All in all, I am very pleased with how things turned out. Sure, freelancing has its downsides, but I find they do not outweigh the advantages by a long way. So if you’re a translator who is considering going freelance, I hope this little story will help you make that decision.
11 thoughts on “My Life as a Freelance Translator A motivational post for translators who want to become freelancers”
It’s great to hear going freelance has worked out for you! I completely agree that the downsides are vastly outweighed by the freedom and responsibility that comes with working on your own terms. Cheers, Lewis
Hi Lewis, thanks for stopping by!
Congratulations! I cannot agree more with what you say. I have been in the same situation and I am taking the leap as well 🙂
Wish you luck!
Hi Noelia, thanks for reading and I wish you the best of luck with your freelance career!
Great motivational post, Saskia! Thank you so much for sharing. I love reading the stories of people how overcome difficulties and take leaps of faith. Business is a constant struggle and it’s important to remind ourselves that we can shape our own future by taking action and not acting like passersby in our own life.
P.S.: I love that you build a website BEFORE you started freelancing. I think a website helps a lot in showing that you’re serious about what you’re doing.
P.P.S.: Congrats on publishing your first Open Mic story by the way! 🙂
Congratulations for taking the leap! I started freelancing in 2002 on the side and in 2009 I was so unhappy with my “actual” job that I decided to go freelancing full-time. And this was at a time when I had just moved into my first (and only) own house with a terrifyingly high mortgage. It was a scary time, but it was the best decision I’ve made in my entire life. I could not go back to being employed. I love the freedom and the responsibility (although I hate the paperwork). I HAD to build my life around my job back as an employee. Now, I LOVE to build my life around my business. But the good thing is, I am in charge of creating and shaping my business as well. So it’s all good. In a few years, when you look back onto that November in 2015, you’ll ask yourself why you ever had any doubts and why you didn’t do it earlier. 🙂
I was actually fired from my office job as an in-house translator. They simply didn’t have any work for me. So I decided to go freelance full time and it was the best decision of my life. There were tough times, of course, but I was happy to have the support of my wife who practically carried us through the hard times on her shoulders, while I was trying to figure out this whole “freelance” thing. If it wasn’t for her I would probably go back to the office.

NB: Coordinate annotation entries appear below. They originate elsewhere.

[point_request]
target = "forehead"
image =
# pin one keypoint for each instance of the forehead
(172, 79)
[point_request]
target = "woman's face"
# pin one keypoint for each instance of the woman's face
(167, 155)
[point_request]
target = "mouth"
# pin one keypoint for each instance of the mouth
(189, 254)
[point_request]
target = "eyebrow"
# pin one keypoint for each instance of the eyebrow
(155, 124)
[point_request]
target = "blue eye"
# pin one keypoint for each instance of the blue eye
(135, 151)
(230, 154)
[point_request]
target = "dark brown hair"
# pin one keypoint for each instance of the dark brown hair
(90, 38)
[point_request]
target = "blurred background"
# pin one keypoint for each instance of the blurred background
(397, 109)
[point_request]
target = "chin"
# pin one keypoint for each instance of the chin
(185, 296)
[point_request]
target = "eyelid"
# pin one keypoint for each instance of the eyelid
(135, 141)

Responsibility is actually what I love about freelancing the most. You make decisions and you see how those decisions affect your life and business. It is both scary and incredibly rewarding at the same time.
Thanks Tanya, I know exactly what you mean when you say you had to build your life around your job. Glad to hear everything worked out for you as well!
Yes, Dmitry, shaping your own future like that is so exciting 🙂
Thank you very much Saskia for this post, it cheers me up when I read stories such as this one while I am facing difficult times, it gives me hope and motivation. 🙂
Thanks Chiara, I’m glad to hear my post could do that for you. I really hope you will overcome your difficulties and I wish you all the best.